Outside of Psalms (where there’s no historical context, which is why we need linguistic tools to date these texts) malchut occurs 80 times in Chronicles, Ezra, Nehemiah, Daniel, Esther, and Ecclesiastes (all late); 3 times in Jeremiah (written immediately before and during the exilic period); and just 3 times in texts that are considered early: Num 24:7, 1 Sam 20:31, and 1 Kgs 2:12.
Attestation outside Biblical Hebrew:
Malchut appears some 50 times in Biblical Aramaic. The two other Biblical Hebrew words used for “kingdom” or “kingship,” melucha and mamlacha, never appear in Aramaic. With one possible exception from Elephantine (which may be a scribal error), neither is found in Aramaic at all, and the same is true for Mishnaic Hebrew and rabbinic literature in general. It’s worth noting that the ending -ut, which generally (not always) indicates an abstract noun, is found even in the earliest biblical texts (see Exod 14:25 for an example); but its real growth occurs only in LBH. So the history of malchut matches the history of the -ut ending that it features.
As noted in the last section, the Standard Biblical Hebrew (SBH) equivalents of malchut (מלכות) are melucha (מלוכה) and mamlacha (ממלכה).

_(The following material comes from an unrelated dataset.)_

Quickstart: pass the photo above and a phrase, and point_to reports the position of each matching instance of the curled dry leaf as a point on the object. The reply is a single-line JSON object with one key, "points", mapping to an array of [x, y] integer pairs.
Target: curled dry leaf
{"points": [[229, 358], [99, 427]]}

Here are just a couple of the numerous comparisons Hurvitz provides between SBH texts with one of those words and an otherwise matching later text that uses malchut. These are in Hebrew, of course, because the English translations would be essentially the same:
1 Chr 17:11
והקימותי את-זרעך אחריך אשר יהיה מבניך והכינותי את-מלכותו
והקימתי את-זרעך אחריך אשר יצא ממעיך והכימתי את-ממלכתו
2 Sam 7:12
2 Chr 7:18
והקימותי את כסא מלכותך
והקמתי את-כסא ממלכתך
1 Kgs 9:5
You’ll notice that the later Chronicles texts are also likely to have extra vavs and yuds, serving as vowel markers, than the earlier texts from Samuel and Kings.
Hurvitz’s full discussion demonstrates conclusively that the word malchut for “kingdom” or “kingship” is a feature of LBH. Since, like many features characteristic of LBH, it does occur sporadically in earlier texts, it’s important to remember that a single LBH feature is not enough to demonstrate that an entire text is late. For the rest of Hurvitz’s discussion about Psalm 145, you’ll have to turn to his Hebrew book, בין לשון ללשון. But he has published a number of scholarly articles in English.
Another example, also based on Hurvitz’s work, will be along shortly.